General Population Fitness

We put out a lot of content for athletes, but I think it’s important to include some information for the regular health enthusiast.


Someone that’s just looking to get healthier, trim down a bit and get a little stronger.


So here’s what we should do.


First of all, avoid specialist training programs. Favour generalist training.

What does this mean? When specialising in a program, i.e. bodybuilding, bootcamps, olympic lifting, endurance-only, powerlifting... you get really good at one thing, but you’ll develop holes and you’ll miss out on a bunch of other things. This isn’t ideal for well-rounded fitness. If you think of it as filling up the various fitness buckets (strength, work capacity, body composition, power etc.), you'll have one bucket that's extremely full but the rest will be close to empty. For general health and fitness, we should try and fill the buckets evenly.


Bodybuilding may get you big, but are you hitting enough strength or conditioning work? Are bicep curls and leg extensions going to translate into lifting your child off the ground or fighting off the nursing home?


Bootcamps may get you fit at doing bootcamps, but how much work are you doing at maximal intensities? Super low intensities? How much strength and mobility work are you getting in?


Powerlifting may get you extremely strong, but can you run 5km without the need for a ventilator? Can you touch your toes and do a pull-up?


If you’re not training for a specific goal – bodybuilding competition, long distance running or a powerlifter meet, then don’t train like it. Become a generalist – a jack of all trades – become good at everything but master of nothing. This is the formula for success and longevity.


Fill the holes in your training plan by following what we outline in this article.
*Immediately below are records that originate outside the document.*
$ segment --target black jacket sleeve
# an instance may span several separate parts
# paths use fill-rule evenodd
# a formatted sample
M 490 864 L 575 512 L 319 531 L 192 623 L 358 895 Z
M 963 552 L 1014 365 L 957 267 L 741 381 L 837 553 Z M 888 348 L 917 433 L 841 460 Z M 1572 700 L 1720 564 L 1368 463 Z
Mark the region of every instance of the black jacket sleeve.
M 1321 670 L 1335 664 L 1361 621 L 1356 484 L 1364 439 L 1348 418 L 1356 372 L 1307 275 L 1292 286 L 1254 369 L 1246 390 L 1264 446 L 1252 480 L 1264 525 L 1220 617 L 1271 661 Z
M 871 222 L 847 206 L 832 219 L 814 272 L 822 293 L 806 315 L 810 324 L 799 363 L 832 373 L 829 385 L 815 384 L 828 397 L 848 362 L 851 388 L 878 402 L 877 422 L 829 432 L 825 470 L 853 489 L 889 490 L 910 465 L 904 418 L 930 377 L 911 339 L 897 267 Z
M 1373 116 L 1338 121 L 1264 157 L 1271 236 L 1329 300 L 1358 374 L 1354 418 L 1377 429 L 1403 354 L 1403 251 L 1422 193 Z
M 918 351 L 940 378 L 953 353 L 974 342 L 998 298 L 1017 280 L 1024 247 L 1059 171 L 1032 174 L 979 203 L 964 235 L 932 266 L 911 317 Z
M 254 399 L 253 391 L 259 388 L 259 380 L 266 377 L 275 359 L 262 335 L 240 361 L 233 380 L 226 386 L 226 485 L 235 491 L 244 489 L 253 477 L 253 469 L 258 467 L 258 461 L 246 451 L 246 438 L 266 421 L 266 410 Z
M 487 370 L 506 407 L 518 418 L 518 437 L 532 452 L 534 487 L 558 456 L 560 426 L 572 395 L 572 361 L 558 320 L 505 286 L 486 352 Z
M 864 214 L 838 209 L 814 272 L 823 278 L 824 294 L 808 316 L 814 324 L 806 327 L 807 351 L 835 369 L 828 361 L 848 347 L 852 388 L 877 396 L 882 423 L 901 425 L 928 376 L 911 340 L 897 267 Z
Here’s what you should do:

· Spend 2-3 days getting stronger

· Spend 2-3 days getting sweaty

· Do MOST of your work at medium intensity

· Do SOME work at super high-intensities

· Do SOME work at really low-intensities

· Prioritise sleep, nutrition, and NEAT.


Seems simple enough right?


So what should your training week look like?


2-3 days getting stronger

Perform big compound movements. Favour movements over muscles and prioritise mobility. To make it simple, do some sort of squat, some sort of hinge, and do an exercise on one leg. Do some pushing, both overhead and out in front of you. Do some horizontal rowing and some pull-ups. Carry something with both arms one day. Carry something with one arm the next day. Prioritise strength in bodyweight movements (pull-ups, rows, push ups, squats), but get some weight in your hand and lift heavy once per week. Most of your sets and reps should be 3-5 sets, 5-10 reps. There’s no need for you to push below 3 reps, and occasionally you should go over 10 reps. Focus on getting into deeper positions before adding more load. You should be able to squat down close to the ground (ass to grass) and you should be able to reach overhead without pain.


2-3 days getting sweaty

Breathe hard and heavy a few days a week. Your heart, lungs and blood vessels are important for longevity as well as your Vo2max. Most chronic diseases and causes of death are linked to a poorly functioning heart, lungs and blood delivery system (hence why it’s important to train it). Do SOME work at really high-intensities with really long rest periods. Say 10 seconds as hard as possible with 1-2 minutes rest x 5-10 efforts, every 2-3 weeks. Do MOST of your work in the medium range, 30 seconds to 4 minutes. Similar rest time to work time. Then do SOME work at really low-intensities for really long periods of time. Something like an hour to 90 minutes once every 2-3 weeks at a 4 or 5 out of 10. You should be able to run 5km or more and you should be comfortable going for a 10km walk.


Every day

We were what we repeatedly do. We’re creatures of habit so what you do when you’re not actively training is even more important then what you do when you are. Sleep is of the utmost importance. There is not one system in the human body that isn’t enhanced by quality sleep so you should hold it high on the priority list. Aim to sleep and wake at similar times every day, keep the room cool, dark and quiet and limit electronics too close to bed. Alcohol, caffeine, large meals and other liquids too close to bed will kill your sleep. Avoid them like the plague.


Eat real foods, mostly plants, and not too much. Real foods are foods that came from the ground, the ocean, some sort of waterway, or an animal. Alternatively, processed foods usually come in packages, make health claims (high in potassium and fibre, yay!) and contain more than one ingredient. Stick to foods that you could have found in nature 5,000 years ago, drink water and you’ll be fine.


Increase your NEAT (Non-Exercise Activity Thermogenesis) by doing household chores and yard work, getting more exercise at work by taking the stairs or parking further away from the shops. Aim to get 10,000 steps every day by going for short walks throughout the day, having walking meetings or just go for a big-ass walk. If your health is important to you, you’ll make time to get this in.

And that’s it. Follow these simple instructions with your health and fitness plan and you’ll realise you don’t need to spend money on all these fad diets and gimmicks you see on tv. You’ll live a high-quality life free from pain and you’ll be able to play with your kids or grandkids for much longer than most people. It doesn’t have to be complicated. As Dan John says, “it’s simple, not easy.”